Avec Robert De Niro, James Wood, Elizabeth McGovern, Joe Pesci, Burt Young, Tuesday Weld, Treat Williams, Jennifer Connelly

Dans les années 60, un vieil homme se souvent de sa jeunesse avec ses amis dans le ghetto juif du New York des années 20, puis dans les bars clandestins et le trafic d’alcool au temps de la prohibition des années 30.
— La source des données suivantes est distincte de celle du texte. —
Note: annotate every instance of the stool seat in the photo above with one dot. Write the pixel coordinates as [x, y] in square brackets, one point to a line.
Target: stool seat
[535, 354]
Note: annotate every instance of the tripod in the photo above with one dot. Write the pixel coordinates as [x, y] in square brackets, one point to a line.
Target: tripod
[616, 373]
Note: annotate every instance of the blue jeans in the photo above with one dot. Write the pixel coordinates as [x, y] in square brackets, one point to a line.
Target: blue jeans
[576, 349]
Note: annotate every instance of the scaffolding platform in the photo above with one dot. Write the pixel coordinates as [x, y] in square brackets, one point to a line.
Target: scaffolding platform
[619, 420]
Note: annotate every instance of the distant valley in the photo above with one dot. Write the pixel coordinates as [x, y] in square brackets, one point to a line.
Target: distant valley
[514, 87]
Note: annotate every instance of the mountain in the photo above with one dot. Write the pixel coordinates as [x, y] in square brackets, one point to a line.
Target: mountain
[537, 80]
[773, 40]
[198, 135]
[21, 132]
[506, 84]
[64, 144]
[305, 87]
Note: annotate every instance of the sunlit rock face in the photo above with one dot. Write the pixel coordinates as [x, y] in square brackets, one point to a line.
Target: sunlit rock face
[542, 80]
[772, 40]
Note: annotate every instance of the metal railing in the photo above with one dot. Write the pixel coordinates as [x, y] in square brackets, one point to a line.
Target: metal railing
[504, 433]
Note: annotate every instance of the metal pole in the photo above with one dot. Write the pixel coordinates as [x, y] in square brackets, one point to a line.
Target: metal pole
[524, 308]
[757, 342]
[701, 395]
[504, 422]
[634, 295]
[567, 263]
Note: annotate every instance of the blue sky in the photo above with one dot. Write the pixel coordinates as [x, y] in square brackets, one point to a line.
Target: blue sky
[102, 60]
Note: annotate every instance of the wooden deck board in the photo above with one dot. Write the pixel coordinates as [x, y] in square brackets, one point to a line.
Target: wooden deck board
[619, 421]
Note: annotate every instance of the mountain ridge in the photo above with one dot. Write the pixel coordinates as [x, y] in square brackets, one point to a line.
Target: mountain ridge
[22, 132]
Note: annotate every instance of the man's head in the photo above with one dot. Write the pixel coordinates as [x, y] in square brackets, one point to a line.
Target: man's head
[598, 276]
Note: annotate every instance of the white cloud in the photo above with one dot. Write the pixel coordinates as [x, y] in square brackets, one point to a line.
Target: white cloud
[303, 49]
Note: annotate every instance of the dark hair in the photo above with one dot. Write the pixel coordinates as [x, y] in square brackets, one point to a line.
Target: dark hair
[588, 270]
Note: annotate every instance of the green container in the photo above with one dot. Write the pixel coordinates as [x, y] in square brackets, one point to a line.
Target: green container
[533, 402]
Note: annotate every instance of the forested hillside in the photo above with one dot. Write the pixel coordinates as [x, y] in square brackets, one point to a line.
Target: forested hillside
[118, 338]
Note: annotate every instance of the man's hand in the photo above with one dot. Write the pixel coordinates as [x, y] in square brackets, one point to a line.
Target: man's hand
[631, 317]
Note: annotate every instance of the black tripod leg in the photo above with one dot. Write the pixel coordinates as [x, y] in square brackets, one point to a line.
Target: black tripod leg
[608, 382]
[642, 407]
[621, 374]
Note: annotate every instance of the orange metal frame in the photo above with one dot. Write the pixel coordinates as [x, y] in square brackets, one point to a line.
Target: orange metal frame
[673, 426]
Bien des années après ses cinq westerns mythiques qui ont bouleversé le genre, de Pour une poignée de dollars (1964) à Il était une fois la révolution (1971), Sergio Leone reprend la caméra pour ce qui deviendra son ultime chef d’œuvre. Adapté du roman The Hoods de Harry Grey, Sergio Leone a travaillé pendant douze ans sur le scénario de Il était une fois en Amérique, cette monumentale et bouleversante fresque sur les années folles dans les bars clandestins sous la prohibition. Il y porte un regard vertigineux sur le destin d’individus liés par l’amitié, l’amour, la trahison et les règlements de comptes sanglants entre gangsters, couvrant une période de quarante ans, de l’enfance à la vieillesse. Magnifié par une partition exceptionnelle de son compositeur attitré Ennio Morricone et par des acteurs au sommet – Robert De Niro et James Wood (Videodrome, Casino, Vampires) bien évidemment, mais aussi Joe Pesci (Raging Bull, Les Affranchis, Casino), Burt Young (Rocky) ou la jeune Jennifer Connelly (Requiem for a dream) -, le film fait figure de testament esthétique et cinématographique. L’implication de Sergio Leone et le rythme de tournage lui coûtèrent sa santé (il disait que chaque film lui faisait perdre cinq ans de sa vie). Il était une fois en Amérique fut charcuté par les producteurs à sa sortie américaine (remonté chronologiquement et amputé de bien des scènes), ce qui effondra le réalisateur. Mais des années après sa mort, la version longue originelle est enfin restaurée et permet de faire justice à l’un des plus grands films du cinéma.

Vu le nombre de règlements de compte sanglants qui émaillent le film, rien de tel que de se rafraîchir avec la Bloody ‘Ell en pression, une American IPA à l’orange sanguine (7,2°) des anglais Beavertown ! Dans le cadre de la Paris Beer Week #2, une autre bière Beavertown sera proposée en pression, la Papa Pils, une Imperial Pils (7°) brassée spécialement en collaboration avec les américains Odell.